In a thought, it’s that when the chips are down, those around you are willing to step up to the plate and help. It’s folks helping folks.
And there are a lot of good neighbors around these parts.
For all the bad news that often gets publicized, there’s a lot of good going on around us, too. Even in those tough times.
Take a recent three-car accident that occurred near Liberty High School as the students were being dismissed. As students were driving out, they weren’t allowed to leave by school personnel working the parking lot until their seatbelts were buckled. That simple move, by itself, probably saved lives — or at least some serious injuries — a few moments later when the accident occurred on Va. 122 just south of the school.
Three cars were involved in that accident. One flipped over and went down a steep embankment, pinning the driver inside. Two other cars met head-on, injuring several people. Emergency personnel rushed to the scene. These volunteers serve their community day in and day out, with little more recognition than the knowledge that they’ve made our community safer. More on that in a moment.

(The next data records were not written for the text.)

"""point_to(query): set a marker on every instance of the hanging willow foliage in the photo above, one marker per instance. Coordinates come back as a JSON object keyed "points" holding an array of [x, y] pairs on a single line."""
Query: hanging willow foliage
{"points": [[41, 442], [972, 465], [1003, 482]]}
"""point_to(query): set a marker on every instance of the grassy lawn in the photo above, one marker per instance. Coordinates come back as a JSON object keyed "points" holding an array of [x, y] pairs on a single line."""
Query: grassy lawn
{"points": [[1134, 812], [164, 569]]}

But others helped out as well. One LHS teacher, Leslie Padgett, was among those making a difference. According to her principal, Padgett came upon the accident, crawled down the hill and stayed with the injured driver who was trapped in the car until additional help came. It’s folks helping folks. And there were many other school staff and administrators there, making calls and helping the injured.

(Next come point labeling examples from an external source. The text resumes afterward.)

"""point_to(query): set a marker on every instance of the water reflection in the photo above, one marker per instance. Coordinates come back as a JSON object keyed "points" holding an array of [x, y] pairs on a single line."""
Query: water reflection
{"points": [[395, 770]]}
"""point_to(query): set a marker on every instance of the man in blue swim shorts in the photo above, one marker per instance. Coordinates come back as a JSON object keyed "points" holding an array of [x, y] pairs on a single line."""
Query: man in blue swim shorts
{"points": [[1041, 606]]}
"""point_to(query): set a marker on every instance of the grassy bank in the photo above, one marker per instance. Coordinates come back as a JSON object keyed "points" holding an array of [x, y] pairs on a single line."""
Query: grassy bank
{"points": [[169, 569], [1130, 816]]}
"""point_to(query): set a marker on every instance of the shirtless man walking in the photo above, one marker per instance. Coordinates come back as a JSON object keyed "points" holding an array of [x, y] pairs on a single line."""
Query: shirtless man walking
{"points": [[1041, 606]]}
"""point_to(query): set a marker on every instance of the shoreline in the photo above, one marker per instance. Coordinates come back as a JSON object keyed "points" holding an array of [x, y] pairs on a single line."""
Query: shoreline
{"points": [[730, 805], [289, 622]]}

Of course, the emergency fire and rescue workers, along with law enforcement, were there helping the injured.
That’s a scenario played out on a daily basis.
Take last week’s farming accident at Scott’s Strawberry Farm, for example.
J.D. Scott, owner of the farm, was injured while bush hogging on the property. His tractor flipped and he was trapped underneath.
As many as 50 rescue workers would help out at that accident, helping secure the tractor so that Scott could be safely removed and transported to the hospital. The effort took about 90 minutes and fire and rescue personnel from many of the county’s departments participated. There’s not adequate words to thank those who serve us in this way.
Last week’s 9-11 Prayer Breakfast in Bedford also served as a reminder of what it means to be a good neighbor. Dr. David Russell reminded those in attendance of the great sacrifices that were made on 9-11, noting the heroic efforts of those passengers on hijacked United Airlines Flight 93 who gave their lives by overpowering the terrorists to spare the lives of others. Of course, many also gave their lives in the twin towers attempting to help those trapped in those attacks.
Bob Slaughter, former chairman of the National D-Day Memorial Foundation, was also at the prayer breakfast, representing those in the armed forces who have in the past and continue this day to put their lives on the front lines of danger to secure our safety. The freedom we enjoy doesn’t come without cost.
Sometimes helping out means taking a meal to your neighbor next door, sometimes it means holding the hand of an injured friend, sometimes it means putting one’s life in harm’s way for those you don’t even know by name. Sometimes it means lifting up a prayer for those who offer themselves to help out.
The good news is there are plenty of good neighbors around here. The challenge is to make sure that legacy continues, even when times get tough.